“Good practice” or even “best practice” are ubiquitous terms in international cooperation, commonly designating one of the keys to successful development work. In SDC, particular network-structures for learning in thematic domains have been conceived to continuously “develop Good Technical Practice”. Yet, what does this mean at all? With today’s article the SDC Knowledge and Learning processes division introduces a new electronic working aid, meant as practical guidance for new SDC-staff, as resourcekit for more experienced ones.
By Michèle Marin
“Good practice” or even “best practice” are ubiquitous terms in international cooperation and the running issue of any Learning Organisation. In SDC, particular network-structures have been conceived to “develop Good Practice” in selected technical areas (e.g. Water, Gender, financial management etc.). Commonly designating one of the keys to successful development work, it is yet hard to seize what the notion implies. Often used in relation with technical competence in a particular thematic area, e.g. the “how to do” in agriculture, it can equally designate more general procedural and methodological quality of interventions.

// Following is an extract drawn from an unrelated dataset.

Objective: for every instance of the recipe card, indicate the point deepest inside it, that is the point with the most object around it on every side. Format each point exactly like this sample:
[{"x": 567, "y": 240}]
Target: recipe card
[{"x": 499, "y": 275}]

In fact, the buzz word hides quite a story – let me illustrate it by one…
…The Story of the Chowdhuries or What good practice is all about
“Find out what works well and apply it. Learn from others, share your experience. Make sure the necessary capacities are built and know-how handed over in good times.”
This epilogue of the story in the audio-comic above summarizes what we understand by Good Practice in the context of organisational learning and knowledge management.
The story further illustrates that developing Good Practice is not a once-and-for-all activity, but – more technically speaking – a continuous learning loop backed up by organizational measures, where technical skillfulness and methodological and procedural quality go hand in hand. In this sense, developing Good Practice can be translated into 4 core elements or tasks, as depicted in the graphics.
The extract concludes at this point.